The head of the Lebanese Shia group Hezbollah’s executive committee, the cleric Hashim Safideen This Sunday, he was elected secretary-general of the organization’s political and armed movement, Saudi state television Al Arabiya reported.

According to an international news channel in Arabic cited by Spanish agency EFE, the Hezbollah council chose Safi al-Din to succeed his cousin, Hassan Nasrallah, who was killed in an Israeli bombardment on the outskirts of Beirut.

Hashim Safideen or Safi al-Din was born in southern Lebanon in 1964 and has been close to Hezbollah’s leadership since 1995, a member of the movement’s Shura Council (advisory body).

He did his Islamic studies in the holy cities of Najab in Iraq and Qom in Iran, where major schools were located for those who aspired to become Grand Ayatollah, one of the highest titles among Shia Muslims.

Like the majority of senior Hezbollah officials — an organization considered a terrorist organization by Israel and the United States, but not by the European Union, which considers only its armed wing a terrorist organization — Safi al-Din is classified as a terrorist by the U.S. government. in 2017 for being a “key member” of the group, according to a memo later released by the State Department.

One of his last public interventions was in mid-September, condemning Israel’s killing of Fuad Shukr, a top commander of the Hezbollah militia, in a targeted bombing in Beirut’s southern suburbs known as Tahey. Killed Nasrallah.

About a million people have fled their homes in Lebanon in recent days due to an Israeli bombing campaign, Lebanese Prime Minister Najib Mikadi announced today, recalling that his government had been calling for a “seven or eight months” ceasefire in the Gaza Strip. Lebanon.

Today, the Israeli military continued its violent bombardment against Hezbollah strongholds in Lebanon, killing at least 105 people, two days after the leader of the Lebanese Islamic Movement and dozens of other members died.

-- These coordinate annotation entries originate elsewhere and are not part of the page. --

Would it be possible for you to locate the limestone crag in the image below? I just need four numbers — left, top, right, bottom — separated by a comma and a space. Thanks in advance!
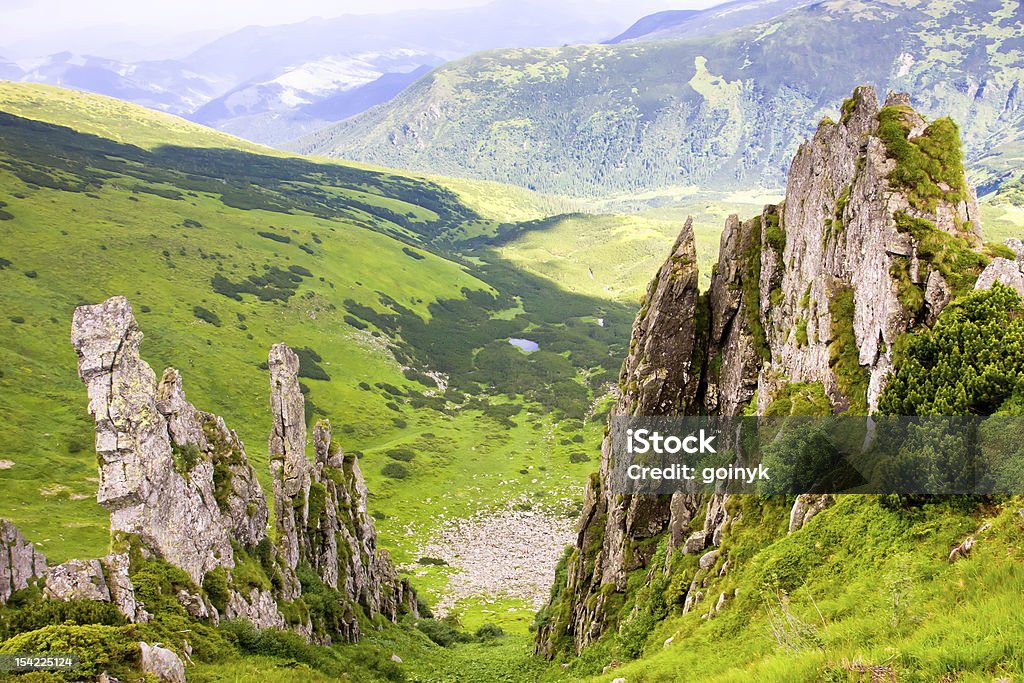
66, 297, 417, 642
267, 344, 310, 569
268, 344, 418, 641
758, 87, 981, 410
536, 87, 991, 657
975, 239, 1024, 297
0, 519, 46, 605
72, 297, 233, 584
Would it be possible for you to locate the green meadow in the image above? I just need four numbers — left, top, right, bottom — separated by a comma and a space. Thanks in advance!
0, 84, 633, 631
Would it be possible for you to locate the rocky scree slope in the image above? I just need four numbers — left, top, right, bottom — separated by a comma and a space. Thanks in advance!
536, 87, 1024, 657
0, 297, 417, 643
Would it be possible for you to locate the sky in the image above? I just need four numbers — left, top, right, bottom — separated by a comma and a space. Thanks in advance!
0, 0, 722, 58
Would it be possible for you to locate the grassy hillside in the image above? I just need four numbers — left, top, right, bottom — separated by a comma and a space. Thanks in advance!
0, 81, 280, 155
552, 496, 1024, 682
0, 81, 635, 630
297, 0, 1024, 197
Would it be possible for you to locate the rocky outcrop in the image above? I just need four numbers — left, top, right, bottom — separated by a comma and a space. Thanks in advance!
267, 344, 310, 569
157, 368, 268, 548
758, 87, 981, 410
975, 239, 1024, 297
43, 554, 152, 622
68, 297, 417, 641
72, 297, 249, 584
538, 221, 701, 654
536, 87, 991, 656
268, 344, 418, 641
0, 519, 46, 605
138, 642, 185, 683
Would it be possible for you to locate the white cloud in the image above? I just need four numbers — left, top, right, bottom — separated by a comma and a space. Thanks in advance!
0, 0, 720, 56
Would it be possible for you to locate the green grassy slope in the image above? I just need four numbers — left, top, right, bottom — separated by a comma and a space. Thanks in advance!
0, 81, 281, 155
0, 86, 633, 630
297, 0, 1024, 197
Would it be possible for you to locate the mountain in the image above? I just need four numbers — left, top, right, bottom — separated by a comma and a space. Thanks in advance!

According to the United Nations High Commissioner for Refugees (UNHCR), more than 70,000 Lebanese and Syrians living in Lebanon have fled the country, most of them crossing the border into Syria as a result of the intensity of Israeli bombings.

“The situation is difficult for civilians displaced by Israeli airstrikes in Lebanon. To date, more than 70,000 people have fled the country,” UNHCR wrote on its X (formerly Twitter) social network account.

The special UN agency cites its representatives in Lebanon, Ivo Freijsen, and Gonzalo Vargas Llosa in Syria, as sources of information on “the growing crisis in the region and UNHCR’s response to it.”

On October 7, 2023, Hezbollah began firing ‘rockets’, missiles and ‘drones’ (unmanned aerial vehicles) into northern Israel, the day after the Palestinian Islamist movement Hamas attacked Israeli territory, sparking an Israeli war on that Palestinian territory.

Hamas and Hezbollah are allies that see themselves as part of an Iranian-backed “axis of resistance” against Israel.

Israel has responded with airstrikes that have already killed the movement’s other senior leaders, in addition to Hezbollah’s leader, and the clashes have escalated to the brink of full-scale war, raising fears of a spillover to the entire Middle East. region.

Israeli officials say they are determined to return nearly 60,000 citizens to communities in the country’s north that were evacuated nearly a year ago.

Despite months of backdoor negotiations between Israel and Hamas mediated by the US, Qatar and Egypt, Hezbollah has announced that it will suspend rocket fire only if a cease-fire is in place in Gaza.